Option A: Using environment variable

cd mobile
export QUACK_SERVER_URL="https://your-quack-server.com"

Option B: Using direnv

cd mobile
cp .envrc.example .envrc
# Edit .envrc with your server URL
direnv allow

2. Install Dependencies

cd mobile
npm install

3. Sync and Build

# Sync Capacitor configuration
npm run cap:sync

# Open in Android Studio
npm run cap:open

From Android Studio, you can build the APK or run on a connected device/emulator.

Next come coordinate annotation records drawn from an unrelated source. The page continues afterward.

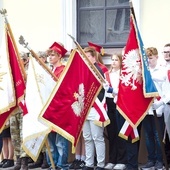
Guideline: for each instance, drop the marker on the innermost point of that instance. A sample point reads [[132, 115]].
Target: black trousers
[[117, 149]]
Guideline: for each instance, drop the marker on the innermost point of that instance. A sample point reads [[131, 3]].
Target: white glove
[[106, 85], [157, 104]]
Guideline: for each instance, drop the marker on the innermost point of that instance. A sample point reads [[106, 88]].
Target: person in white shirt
[[117, 150], [166, 93], [153, 143]]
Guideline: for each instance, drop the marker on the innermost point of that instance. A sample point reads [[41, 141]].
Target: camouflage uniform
[[16, 133]]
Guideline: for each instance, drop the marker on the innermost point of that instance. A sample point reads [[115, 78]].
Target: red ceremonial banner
[[74, 94], [18, 80], [132, 103]]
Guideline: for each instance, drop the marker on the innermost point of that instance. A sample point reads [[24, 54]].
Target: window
[[105, 22]]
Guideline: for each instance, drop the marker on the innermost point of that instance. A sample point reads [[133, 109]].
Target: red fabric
[[18, 80], [103, 67], [131, 102], [108, 78], [58, 71], [169, 75], [59, 109], [16, 71]]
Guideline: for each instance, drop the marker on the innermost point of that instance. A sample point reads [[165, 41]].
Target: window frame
[[105, 8]]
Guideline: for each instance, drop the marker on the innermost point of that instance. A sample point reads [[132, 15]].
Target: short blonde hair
[[151, 51]]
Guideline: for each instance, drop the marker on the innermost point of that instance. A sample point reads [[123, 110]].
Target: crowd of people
[[91, 148]]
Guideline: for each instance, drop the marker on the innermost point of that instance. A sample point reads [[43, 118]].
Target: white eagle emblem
[[78, 105], [131, 71]]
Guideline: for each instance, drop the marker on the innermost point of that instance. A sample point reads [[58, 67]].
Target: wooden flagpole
[[92, 65], [4, 12], [160, 136], [22, 42]]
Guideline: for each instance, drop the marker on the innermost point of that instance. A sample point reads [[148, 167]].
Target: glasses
[[166, 52]]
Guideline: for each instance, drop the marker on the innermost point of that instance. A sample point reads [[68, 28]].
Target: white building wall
[[42, 22]]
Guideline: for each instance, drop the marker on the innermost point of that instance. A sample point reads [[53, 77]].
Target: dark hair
[[91, 50]]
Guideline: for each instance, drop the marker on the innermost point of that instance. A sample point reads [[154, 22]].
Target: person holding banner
[[58, 144], [166, 55], [92, 133], [16, 122], [153, 142], [117, 149]]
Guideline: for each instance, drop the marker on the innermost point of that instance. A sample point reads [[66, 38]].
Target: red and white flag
[[12, 85], [38, 88], [73, 96], [136, 87]]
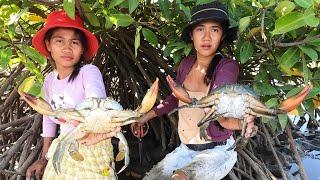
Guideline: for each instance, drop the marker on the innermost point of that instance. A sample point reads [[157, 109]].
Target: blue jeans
[[208, 164]]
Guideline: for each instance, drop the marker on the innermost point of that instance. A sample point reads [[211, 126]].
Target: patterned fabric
[[97, 163], [63, 94], [210, 164], [189, 132]]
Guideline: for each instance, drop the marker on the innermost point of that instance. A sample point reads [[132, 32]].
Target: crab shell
[[235, 101], [95, 116]]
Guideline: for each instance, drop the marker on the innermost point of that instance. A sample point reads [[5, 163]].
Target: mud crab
[[95, 116], [234, 101]]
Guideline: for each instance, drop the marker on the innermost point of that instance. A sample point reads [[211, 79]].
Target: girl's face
[[65, 47], [207, 37]]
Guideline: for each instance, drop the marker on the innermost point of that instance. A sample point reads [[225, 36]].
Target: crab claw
[[38, 104], [293, 102], [123, 151], [150, 98], [178, 91]]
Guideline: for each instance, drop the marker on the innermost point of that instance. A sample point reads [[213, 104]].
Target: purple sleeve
[[171, 101], [227, 73], [93, 82], [49, 127]]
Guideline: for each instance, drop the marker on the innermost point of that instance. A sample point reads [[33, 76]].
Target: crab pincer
[[235, 101], [95, 115]]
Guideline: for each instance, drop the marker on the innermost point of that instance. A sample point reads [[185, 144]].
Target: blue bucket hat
[[211, 11]]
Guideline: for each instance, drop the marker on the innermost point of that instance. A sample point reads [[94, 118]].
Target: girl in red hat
[[197, 158], [68, 45]]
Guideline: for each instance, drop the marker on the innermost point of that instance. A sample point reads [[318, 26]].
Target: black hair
[[216, 59], [83, 41], [211, 68]]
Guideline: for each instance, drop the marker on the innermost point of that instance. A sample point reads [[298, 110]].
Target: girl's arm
[[236, 124]]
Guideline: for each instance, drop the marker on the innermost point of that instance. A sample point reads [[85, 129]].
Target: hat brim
[[231, 32], [90, 51]]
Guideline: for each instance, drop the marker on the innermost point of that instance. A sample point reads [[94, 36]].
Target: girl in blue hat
[[197, 158]]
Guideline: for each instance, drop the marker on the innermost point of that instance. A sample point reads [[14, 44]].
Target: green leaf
[[164, 6], [108, 23], [289, 58], [167, 51], [32, 86], [31, 66], [244, 23], [310, 52], [308, 104], [264, 89], [304, 3], [283, 120], [3, 43], [262, 75], [92, 18], [150, 36], [133, 4], [315, 42], [315, 91], [34, 54], [310, 18], [246, 51], [15, 17], [284, 7], [69, 7], [5, 56], [289, 22], [306, 71], [121, 19], [273, 102], [114, 3], [137, 41]]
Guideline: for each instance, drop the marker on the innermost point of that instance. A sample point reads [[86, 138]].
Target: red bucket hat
[[61, 19]]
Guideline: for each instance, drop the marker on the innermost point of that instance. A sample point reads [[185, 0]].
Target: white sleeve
[[93, 82]]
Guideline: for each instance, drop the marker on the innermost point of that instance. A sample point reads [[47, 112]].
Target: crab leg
[[38, 104], [150, 98], [293, 102], [123, 151], [178, 91]]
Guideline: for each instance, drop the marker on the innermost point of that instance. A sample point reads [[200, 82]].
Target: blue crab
[[234, 101], [95, 116]]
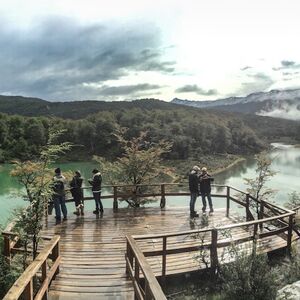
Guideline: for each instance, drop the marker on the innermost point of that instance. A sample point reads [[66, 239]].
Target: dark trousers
[[203, 195], [97, 197], [60, 206], [192, 202], [78, 197]]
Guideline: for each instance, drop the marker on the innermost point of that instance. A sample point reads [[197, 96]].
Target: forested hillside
[[192, 131]]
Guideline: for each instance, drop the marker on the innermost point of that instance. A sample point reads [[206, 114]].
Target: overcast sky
[[122, 50]]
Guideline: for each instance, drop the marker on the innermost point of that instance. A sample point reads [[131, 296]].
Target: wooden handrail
[[224, 227], [24, 285], [152, 288]]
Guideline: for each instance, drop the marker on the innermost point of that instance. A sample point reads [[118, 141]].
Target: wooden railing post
[[130, 258], [6, 246], [164, 261], [214, 250], [261, 213], [148, 295], [163, 197], [44, 276], [137, 275], [115, 205], [55, 255], [28, 291], [227, 201], [290, 234], [248, 218]]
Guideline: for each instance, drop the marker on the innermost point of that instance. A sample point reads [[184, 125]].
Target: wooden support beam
[[163, 196], [214, 250], [227, 201]]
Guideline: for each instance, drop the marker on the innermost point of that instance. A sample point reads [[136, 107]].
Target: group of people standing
[[59, 199], [200, 184]]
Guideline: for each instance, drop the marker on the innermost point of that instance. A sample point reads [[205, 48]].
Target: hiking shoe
[[194, 215]]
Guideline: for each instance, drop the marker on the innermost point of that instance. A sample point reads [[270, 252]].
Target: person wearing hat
[[59, 195], [194, 190], [77, 192], [205, 189], [95, 182]]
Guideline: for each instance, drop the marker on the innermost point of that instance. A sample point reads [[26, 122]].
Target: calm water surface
[[286, 163]]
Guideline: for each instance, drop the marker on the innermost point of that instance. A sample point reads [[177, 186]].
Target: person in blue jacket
[[205, 189], [194, 190], [96, 182]]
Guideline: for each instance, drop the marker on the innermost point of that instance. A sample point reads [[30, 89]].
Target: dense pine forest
[[193, 131]]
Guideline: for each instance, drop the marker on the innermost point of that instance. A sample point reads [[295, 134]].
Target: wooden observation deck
[[122, 253]]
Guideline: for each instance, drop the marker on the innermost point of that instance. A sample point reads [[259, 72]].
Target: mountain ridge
[[275, 103]]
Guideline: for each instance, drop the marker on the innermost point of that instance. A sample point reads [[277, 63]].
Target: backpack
[[59, 187]]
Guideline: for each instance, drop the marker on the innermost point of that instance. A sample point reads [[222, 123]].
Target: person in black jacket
[[205, 189], [194, 190], [58, 196], [77, 193], [96, 189]]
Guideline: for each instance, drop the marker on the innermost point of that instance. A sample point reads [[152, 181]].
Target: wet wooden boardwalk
[[93, 248]]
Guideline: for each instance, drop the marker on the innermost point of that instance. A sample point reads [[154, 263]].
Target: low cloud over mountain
[[280, 104]]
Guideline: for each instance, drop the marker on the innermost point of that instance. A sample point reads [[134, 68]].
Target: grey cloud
[[245, 68], [287, 64], [195, 89], [55, 58], [127, 89], [257, 82]]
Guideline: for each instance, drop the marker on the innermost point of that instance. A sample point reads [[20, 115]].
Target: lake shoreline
[[222, 169]]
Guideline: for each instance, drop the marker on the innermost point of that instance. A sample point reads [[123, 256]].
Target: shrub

4. Run Directly (Alternative)

If you have the Android SDK configured:

npm run cap:run

Local Development

For local development with HTTPS (required for service workers):

  1. Generate SSL certificates:

    deno task ssl
  2. Start the backend and frontend:

    # Terminal 1: Backend
    deno task dev
    
    # Terminal 2: Frontend
    cd app && npm run dev
  3. Configure mobile to use local dev server:

    cd mobile
    export QUACK_SERVER_URL="https://localhost:3000"
    npm run cap:sync
  4. Install the SSL certificate on your Android emulator:

    • Copy ssl/cert.pem to emulator
    • Go to Settings > Security > Install from storage
    • Select the certificate
  5. Run the app:

    npm run cap:run

Note: The app automatically converts localhost to 10.0.2.2 for Android emulator compatibility.

How Notifications Work

  1. User logs in via the web interface
  2. Web app calls the native plugin to start the notification service
  3. A foreground service starts and connects to /api/mobile/notifications via SSE
  4. Server pushes notification events when new messages arrive
  5. The service displays Android notifications with custom sound
  6. Tapping a notification opens the app to the relevant channel/thread

Customization

App Icon

Replace the launcher icons in:

mobile/android/app/src/main/res/mipmap-*/ic_launcher*.png

Notification Sound

Place your notification sound at:

mobile/android/app/src/main/res/raw/quack_notification.mp3

Recommended: Short (< 1 second), distinctive sound in MP3 or OGG format.

App Name and Package

Edit mobile/android/app/build.gradle:

  • applicationId - Package name (e.g., io.codecat.quack)
  • versionCode and versionName - App version

Edit mobile/capacitor.config.ts:

  • appId - Must match applicationId
  • appName - Display name

Troubleshooting

Notifications not showing

  1. Check notification permission in Android Settings > Apps > Quack
  2. Disable battery optimization for the app
  3. Verify the foreground service notification is visible

Service stops unexpectedly

  1. Request battery optimization exemption in app settings
  2. On some OEMs (Xiaomi, Huawei, Samsung), manually whitelist the app in their battery/power management settings

Connection issues

  1. Verify server URL is correct and accessible
  2. Check network connectivity
  3. View logs: adb logcat | grep Quack

Local development issues

  1. Ensure SSL certificate is installed on emulator
  2. Verify frontend dev server is running on port 3000
  3. Check that QUACK_SERVER_URL is set correctly

Architecture

For detailed architecture and API documentation, see mobile/README.md.